The earliest known manuscript with an illustration of the Menorah is a Hebrew Bible of Solomon Ben Raphael, from Perpignan, Aragon, 1299. This is apparently the earliest known example of the tradition to illustrate themes of the Bible in manuscripts, which began in Spain (National Library Paris, Ms. Heb. 7 12v, 13r.). Other manuscripts include a manuscript from Northern France late 13th c. with a picture of Aaron, the Temple High Priest, pouring oil into one of the lamps of the Menorah. The Menorah in this manuscript has the branches at a right angle and is of various colours (British Library Add. Ms. 11639 fol. 114r.).


There is a Pentateuch Manuscript of the Duke of Sussex, South Germany, c. 1300 (British library ms. 15282 fol. 238v.) with a picture of the Menorah, an early 14th century manuscript of the Hebrew Bible with a depiction of the Menorah with goblets and flowers, from Castile, Spain (Bodleian Library), and a beautiful illustration of the Temple Menorah with the Biblical goblets and flowers by Valentin Schuler (1650-1720), Frankfurt am Main, late 17th century.


Christian scholars


Gold-glass base of vessel. Roman catacombs. 4th c. Israel museum. Found in rome perhaps to identify those entombed there..JPG

(Picture of Gold-glass base of vessel. Roman catacombs. 4th c. Israel museum. Found in rome perhaps to identify those entombed there

In addition to the above mentioned Hebrew Jewish Manuscripts, Christian scholars also attempted to clarify the shape of the Menorah according to their understanding.
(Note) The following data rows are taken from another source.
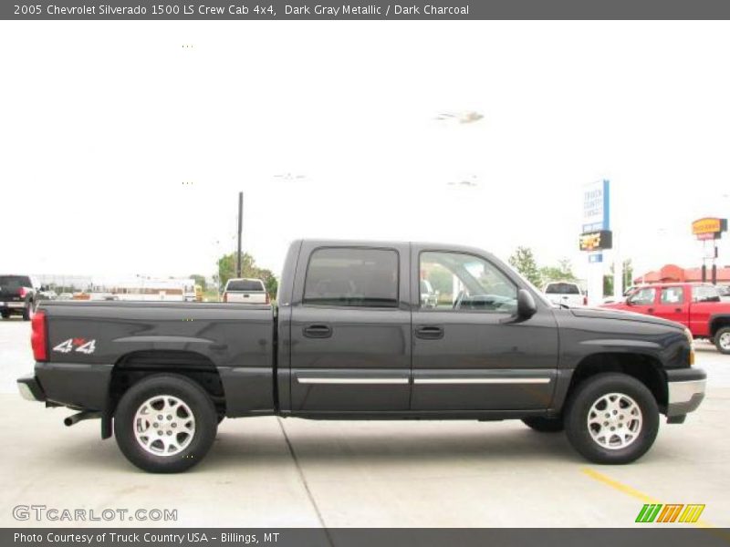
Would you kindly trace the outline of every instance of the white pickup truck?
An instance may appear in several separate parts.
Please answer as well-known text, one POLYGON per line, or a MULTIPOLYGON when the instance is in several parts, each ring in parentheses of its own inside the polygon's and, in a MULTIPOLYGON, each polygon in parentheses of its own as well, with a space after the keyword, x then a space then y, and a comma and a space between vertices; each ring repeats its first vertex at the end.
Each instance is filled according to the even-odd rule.
POLYGON ((542 291, 553 304, 565 304, 570 307, 586 305, 588 299, 578 284, 568 281, 548 283, 542 291))
POLYGON ((260 279, 229 279, 223 292, 224 302, 269 304, 268 293, 260 279))

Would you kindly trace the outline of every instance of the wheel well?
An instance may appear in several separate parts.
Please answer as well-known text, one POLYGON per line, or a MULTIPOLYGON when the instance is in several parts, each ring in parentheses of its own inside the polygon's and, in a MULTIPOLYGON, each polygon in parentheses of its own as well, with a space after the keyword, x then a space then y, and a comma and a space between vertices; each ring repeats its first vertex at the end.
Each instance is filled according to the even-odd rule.
POLYGON ((210 395, 216 411, 225 414, 225 394, 215 365, 199 353, 178 350, 135 351, 120 358, 111 370, 108 410, 113 414, 121 396, 134 384, 162 372, 179 374, 196 382, 210 395))
POLYGON ((715 317, 713 319, 712 323, 710 324, 710 337, 714 337, 714 335, 717 334, 724 326, 730 326, 730 316, 724 315, 722 317, 715 317))
POLYGON ((667 379, 660 361, 641 354, 602 353, 585 357, 576 366, 568 393, 581 382, 602 372, 620 372, 646 386, 660 408, 667 404, 667 379))

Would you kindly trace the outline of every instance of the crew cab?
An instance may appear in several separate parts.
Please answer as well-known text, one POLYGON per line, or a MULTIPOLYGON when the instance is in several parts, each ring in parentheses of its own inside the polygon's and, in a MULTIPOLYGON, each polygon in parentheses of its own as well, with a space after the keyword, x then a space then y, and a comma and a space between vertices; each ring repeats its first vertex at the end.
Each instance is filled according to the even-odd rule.
POLYGON ((604 307, 675 321, 689 328, 694 337, 706 338, 719 352, 730 354, 730 302, 723 300, 711 284, 640 285, 623 302, 604 307))
POLYGON ((480 249, 300 240, 276 306, 42 303, 21 394, 100 418, 148 471, 186 470, 224 418, 517 418, 589 460, 642 456, 705 373, 676 323, 552 305, 480 249), (439 287, 422 298, 421 281, 439 287))

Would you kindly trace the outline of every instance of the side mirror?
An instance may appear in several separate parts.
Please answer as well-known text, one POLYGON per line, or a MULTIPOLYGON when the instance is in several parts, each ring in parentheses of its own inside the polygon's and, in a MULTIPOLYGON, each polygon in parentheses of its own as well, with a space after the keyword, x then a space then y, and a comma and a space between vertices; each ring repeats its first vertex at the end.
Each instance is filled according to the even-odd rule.
POLYGON ((517 292, 517 317, 529 319, 537 312, 537 305, 529 291, 520 289, 517 292))

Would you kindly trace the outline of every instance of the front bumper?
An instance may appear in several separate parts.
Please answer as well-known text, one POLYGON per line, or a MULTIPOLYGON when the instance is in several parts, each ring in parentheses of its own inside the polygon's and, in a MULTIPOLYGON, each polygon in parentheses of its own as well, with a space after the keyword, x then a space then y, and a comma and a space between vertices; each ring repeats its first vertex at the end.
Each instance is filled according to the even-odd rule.
POLYGON ((46 394, 35 376, 26 376, 17 379, 17 388, 24 399, 46 402, 46 394))
POLYGON ((697 409, 704 398, 707 373, 702 368, 667 370, 667 418, 697 409))

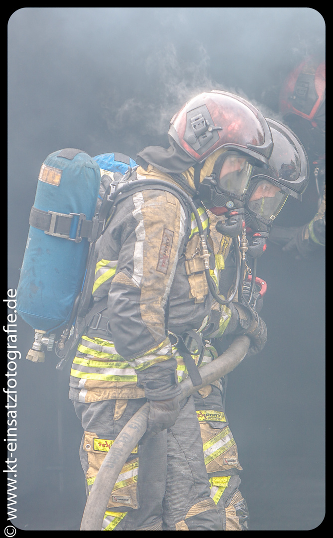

Franciscan scholar Nicholas of Lyra used a series of comparative illustrations to show how Christian and Jewish readings of the biblical text differed. In his late 14th century commentary to the Book of Exodus he draws comparative diagrams of the Menorah and the Table of Showbread (Bodleian). In all these drawings he follows the view that the Temple Menorah was circular shape.


Other historic artefacts with the illustration of a round-branched Menorah include a Torah crown from Venice 1752 (Comunita Israelitica Florence), and a curtain of the Torah Ark from Padua, Italy, 1550 (Comunita Ebraica, Padua).


One of the only Menorah drawings with straight diagonal branches can be found in a wedding poem from the Netherlands c. 1670 on parchment gouache belonging to the Gross family collection together with portraits of the bride and groom. The Menorah is made out of the words of the poem, which might explain the desire to simplify the drawing with straight branches.


Maimonides’ Commentary to the Mishnah with straight-branched Menorah


As mentioned above, in the Jewish legal work 'Mishneh Torah' (Beit Hab’chirah 3:10) of Maimonides, he describes at length the structure of the Menorah and its design, however he omits to indicate the actual shape of the branches themselves. Based on this textual omision, Rabbi Ricci and Rabbi Riqueti reached their conclusion that the view of Maimonides is that the branches would have been round. 


In the Oxford manuscript of 'Commentary to the Mishnah' (Menachot ch. 3), however, Maimonides draws in his own handwriting the design of the Menorah and in this drawing the branches are depicted as straight lines from the stem to the full height of the Menorah. This would seem to be the only manuscript that categorically depicts the Menorah’s branches diagonally rather than running in an arc shape.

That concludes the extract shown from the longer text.